Machine Learning Reduced Workload for Covid-19 Literature

Article type
Authors
Kothari K1, Storr A2, Thomas J3
1CONSULTANT to the World Health Organization, Consultant to Library & Digital Information Networks, World Health Organization, Geneva, Switzerland
2Cochrane Central Executive Team, London, United Kingdom
3EPPI Centre, UCL Social Research Institute, University College London, London, United Kingdom
Abstract
Background: This study developed, calibrated, and evaluated a machine learning (ML) classifier designed to reduce citation screening workload for COVID-19 research. Even though this classifier was initially developed for the WHO COVID-19 Research Database, a comprehensive database of COVID-19 literature, it has long-term applications for systematic reviews on COVID-19.
Objectives: To build a machine learning classifier to help identify records for inclusion/exclusion in the WHO COVID-19 Research Database.
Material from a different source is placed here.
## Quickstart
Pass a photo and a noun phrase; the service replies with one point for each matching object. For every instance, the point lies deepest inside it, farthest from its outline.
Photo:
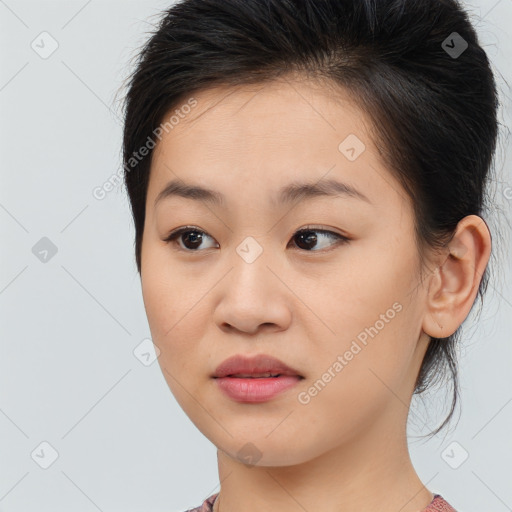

Methods: In order to train this classifier title-abstract records which were included or excluded in the WHO Covid-19 Research Database from 2020-2022 were used. An initial dataset of 6,931 citations and a second dataset of 4,329 citations were used for training. These data were initially labeled by information specialists as well as a semi-automated process based on title keywords. The data were imported into EPPI-Reviewer, assigned to code sets, and used to train a logistic regression classifier using tri-gram ‘bag of words’ features. The classifier was then calibrated and internally validated using a third data set of 20,160 citations. A cut point below which records would not require manual screening was established. A further upper cut point for the database use case was established, above which records could be included in the database without manual screening. The classifier was then validated on 5 COVID-19 reviews retrospectively, covering a broad range of topics. This determined if the classifier was able to reduce the screening workload for a systematic review without excluding the finally included records.
Results: The “WHO-Cochrane-UCL COVID-19 Classifier” was trained using 11,260 records, out of which 6,939 citations were labeled for inclusion in the WHO COVID-19 Research database. A classification threshold was set using 20,160 records and the classifier was set to achieve a target recall of 99%. Using a lower and upper cut-point allowed for an estimated net screening workload reduction for the database use case of 75%. When tested against the final included citations identified for five COVID-19 reviews, the classifier achieved 100% recall at the pre-specified cut-point.
Conclusion: The WHO-Cochrane-UCL classifier reduces manual screening workload with a very low risk of missing eligible studies.